Blitz: The Bombs That Changed Britain, BBC 2 9pm, BBC iPlayer, director Ben Chrichton.

https://www.bbc.co.uk/iplayer/episode/b09hzrvg/blitz-the-bombs-that-changed-britain-series-1-episode-3

The focus of this episode is the Clydebank Blitz which took place on 13th March 1941. Only twelve houses in Clydebank were left undamaged. Over three-quarters of the sixty-thousand Bannkie trekked away from the bomb sites into the surrounding areas. John Brown’s shipyard with upwards of 5000 workers and Singers’ Factory with 40 000 workers producing munitions were, ironically, largely unaffected. After a few days production returned to pre-Blitz levels and then exceeded them. But Clydebank was never the same again.

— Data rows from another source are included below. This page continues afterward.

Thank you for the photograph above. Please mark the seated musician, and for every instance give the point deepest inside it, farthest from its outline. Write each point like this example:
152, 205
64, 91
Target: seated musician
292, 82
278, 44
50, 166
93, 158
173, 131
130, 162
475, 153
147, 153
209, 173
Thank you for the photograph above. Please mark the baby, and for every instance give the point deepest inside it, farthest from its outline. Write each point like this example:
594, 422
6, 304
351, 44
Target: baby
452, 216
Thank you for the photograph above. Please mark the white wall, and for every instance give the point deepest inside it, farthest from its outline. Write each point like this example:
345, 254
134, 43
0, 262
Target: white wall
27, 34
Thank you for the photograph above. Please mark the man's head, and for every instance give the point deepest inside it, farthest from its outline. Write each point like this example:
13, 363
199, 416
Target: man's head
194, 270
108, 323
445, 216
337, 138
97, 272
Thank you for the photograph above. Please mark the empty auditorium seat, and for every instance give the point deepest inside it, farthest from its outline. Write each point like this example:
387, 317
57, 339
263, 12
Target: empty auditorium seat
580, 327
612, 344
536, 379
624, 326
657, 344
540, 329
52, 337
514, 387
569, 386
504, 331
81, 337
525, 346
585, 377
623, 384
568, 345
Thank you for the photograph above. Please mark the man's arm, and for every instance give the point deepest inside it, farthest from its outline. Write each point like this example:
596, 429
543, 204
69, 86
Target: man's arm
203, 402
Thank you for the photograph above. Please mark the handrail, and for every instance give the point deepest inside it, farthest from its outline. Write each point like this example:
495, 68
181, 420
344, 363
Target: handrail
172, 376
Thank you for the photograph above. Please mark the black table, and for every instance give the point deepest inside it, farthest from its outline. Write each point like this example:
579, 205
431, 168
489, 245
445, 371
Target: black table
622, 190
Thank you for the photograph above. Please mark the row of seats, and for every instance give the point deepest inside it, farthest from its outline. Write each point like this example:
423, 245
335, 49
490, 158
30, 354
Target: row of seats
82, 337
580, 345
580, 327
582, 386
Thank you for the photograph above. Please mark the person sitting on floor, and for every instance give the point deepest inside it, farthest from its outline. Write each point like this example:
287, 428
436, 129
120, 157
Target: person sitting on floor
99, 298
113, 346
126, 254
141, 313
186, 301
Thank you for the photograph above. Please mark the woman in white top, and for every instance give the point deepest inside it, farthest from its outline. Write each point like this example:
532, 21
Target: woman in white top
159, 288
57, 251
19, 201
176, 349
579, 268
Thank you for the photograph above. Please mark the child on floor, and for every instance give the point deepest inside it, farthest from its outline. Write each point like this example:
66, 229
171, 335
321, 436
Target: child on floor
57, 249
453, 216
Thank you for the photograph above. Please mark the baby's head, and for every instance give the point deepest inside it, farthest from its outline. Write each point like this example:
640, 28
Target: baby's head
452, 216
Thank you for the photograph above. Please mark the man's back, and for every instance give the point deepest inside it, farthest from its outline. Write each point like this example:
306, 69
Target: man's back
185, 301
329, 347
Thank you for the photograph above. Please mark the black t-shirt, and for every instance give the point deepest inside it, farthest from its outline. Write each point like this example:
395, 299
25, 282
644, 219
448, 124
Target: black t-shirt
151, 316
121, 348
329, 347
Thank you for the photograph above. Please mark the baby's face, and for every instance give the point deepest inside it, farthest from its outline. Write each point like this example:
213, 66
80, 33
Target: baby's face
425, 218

This episode concentrates on the biggest loss of life a single family, The Rocks’ family, 60 Jellicoe Street. Fifteen family members lost their life that night. The father of all those sons and daughters had swapped with his son and worked a nightshift for him, so he could tend the weans. When he came back there was no weans to tend to, no wife, no family. Tommy Rocks who was thirteen at the time of his death is brought alive by his pal Brendan Kelly, an eight-year-old who lived beside him but got to grow old. Here he is outside the new and modern houses in Jellicoe Streets telling the viewer how it was. And how much he still misses his mate. A whiff of there but the grace of God.

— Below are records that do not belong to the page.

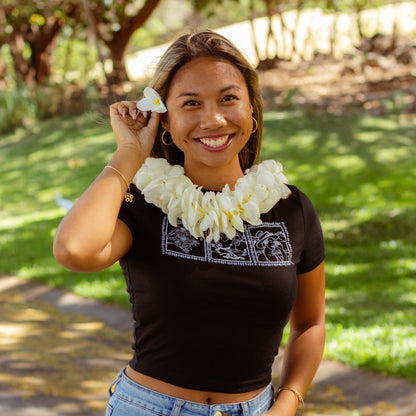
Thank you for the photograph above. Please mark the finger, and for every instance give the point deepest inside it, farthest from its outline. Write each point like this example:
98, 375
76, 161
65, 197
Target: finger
154, 121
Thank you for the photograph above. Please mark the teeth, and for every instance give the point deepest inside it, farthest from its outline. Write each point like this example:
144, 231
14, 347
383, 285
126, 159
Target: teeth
220, 141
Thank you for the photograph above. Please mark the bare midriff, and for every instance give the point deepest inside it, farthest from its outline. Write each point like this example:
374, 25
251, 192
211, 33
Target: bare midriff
197, 396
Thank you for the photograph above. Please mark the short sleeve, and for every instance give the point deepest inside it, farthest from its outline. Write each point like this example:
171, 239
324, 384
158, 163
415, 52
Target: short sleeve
313, 252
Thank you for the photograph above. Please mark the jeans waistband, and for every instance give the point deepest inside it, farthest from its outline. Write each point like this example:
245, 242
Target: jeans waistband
163, 404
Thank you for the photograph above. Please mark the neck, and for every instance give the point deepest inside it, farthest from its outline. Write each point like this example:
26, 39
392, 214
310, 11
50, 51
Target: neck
213, 178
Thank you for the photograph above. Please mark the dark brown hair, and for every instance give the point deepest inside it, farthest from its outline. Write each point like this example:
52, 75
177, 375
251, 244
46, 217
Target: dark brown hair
196, 45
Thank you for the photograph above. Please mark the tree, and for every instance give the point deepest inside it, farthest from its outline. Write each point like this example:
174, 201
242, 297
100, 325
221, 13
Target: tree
113, 22
30, 29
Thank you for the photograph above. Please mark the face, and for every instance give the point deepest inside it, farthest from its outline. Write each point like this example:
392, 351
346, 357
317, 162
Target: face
209, 114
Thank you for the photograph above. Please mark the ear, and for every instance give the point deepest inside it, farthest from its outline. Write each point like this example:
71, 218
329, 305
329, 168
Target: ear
164, 120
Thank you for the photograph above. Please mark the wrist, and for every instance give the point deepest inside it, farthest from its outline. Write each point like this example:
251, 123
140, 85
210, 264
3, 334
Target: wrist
288, 402
128, 159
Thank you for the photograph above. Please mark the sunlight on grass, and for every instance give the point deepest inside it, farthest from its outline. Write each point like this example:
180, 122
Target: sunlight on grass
358, 171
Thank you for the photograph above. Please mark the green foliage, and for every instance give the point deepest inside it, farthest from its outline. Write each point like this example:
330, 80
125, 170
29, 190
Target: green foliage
359, 172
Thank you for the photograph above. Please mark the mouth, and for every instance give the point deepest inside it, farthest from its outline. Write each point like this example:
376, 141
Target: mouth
215, 143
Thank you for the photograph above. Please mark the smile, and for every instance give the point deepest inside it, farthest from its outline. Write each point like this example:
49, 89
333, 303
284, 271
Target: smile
215, 142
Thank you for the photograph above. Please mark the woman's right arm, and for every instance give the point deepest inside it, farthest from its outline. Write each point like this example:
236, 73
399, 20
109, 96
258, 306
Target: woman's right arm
91, 237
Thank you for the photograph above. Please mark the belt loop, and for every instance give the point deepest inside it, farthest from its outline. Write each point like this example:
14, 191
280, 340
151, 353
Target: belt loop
246, 409
114, 383
177, 407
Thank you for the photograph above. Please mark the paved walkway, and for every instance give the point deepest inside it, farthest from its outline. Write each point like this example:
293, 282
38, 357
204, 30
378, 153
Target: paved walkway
59, 353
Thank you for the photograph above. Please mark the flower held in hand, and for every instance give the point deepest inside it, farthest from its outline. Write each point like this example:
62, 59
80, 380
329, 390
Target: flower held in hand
152, 101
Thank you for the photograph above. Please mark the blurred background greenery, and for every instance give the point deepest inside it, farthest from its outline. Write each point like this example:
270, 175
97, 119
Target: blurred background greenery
339, 115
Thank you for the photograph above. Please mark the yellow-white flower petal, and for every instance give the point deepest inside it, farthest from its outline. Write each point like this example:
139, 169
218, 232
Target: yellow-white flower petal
208, 214
152, 101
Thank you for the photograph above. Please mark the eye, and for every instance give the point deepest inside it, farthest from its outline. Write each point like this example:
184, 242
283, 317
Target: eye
229, 97
190, 103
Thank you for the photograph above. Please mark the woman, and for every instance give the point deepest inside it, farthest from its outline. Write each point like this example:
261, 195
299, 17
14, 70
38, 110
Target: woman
216, 258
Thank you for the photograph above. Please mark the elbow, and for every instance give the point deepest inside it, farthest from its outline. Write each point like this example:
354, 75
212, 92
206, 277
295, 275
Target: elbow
71, 257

A second strand of the narrative of that night is class warfare. No mention is made of that other snapping jackal of Scottish politics, religion. The Rocks were a Catholic family. Here we have the case of John Moore, a Bannkie, part of the Red Clydeside movement that so worried the government they sent in spies.  Moore was an apprentice that brought 600 of his colleagues out on strike for better terms and condition. Long apprenticeships meant that men got paid boy's rates. Not enough to live on, or bring up a family. Apprentices could be as old as 21. This at a time when they left school at 14 or 15. They were paid thirteen shilling and six pence. Moore demanded more for the apprentices that help produce the ships that powered the war. He argued that the high-heid yins could afford it. It was a boom time for profiteers. The case was postponed and bombs fell on Clydebank. When the apprentices went back they won their review. Men used all kinds of transport to return to work after the Blitz. Even government spies showered them with praise. But, of course, there’s no money in praise. Shipyards are a thing of the past. A living wage. That’s a laugh. Housing was a problem then. Housing is a problem now. The Clydebank Blitz. Aye, sad, part of our heritage. Things change, but as John Moore would appreciate they stay the same.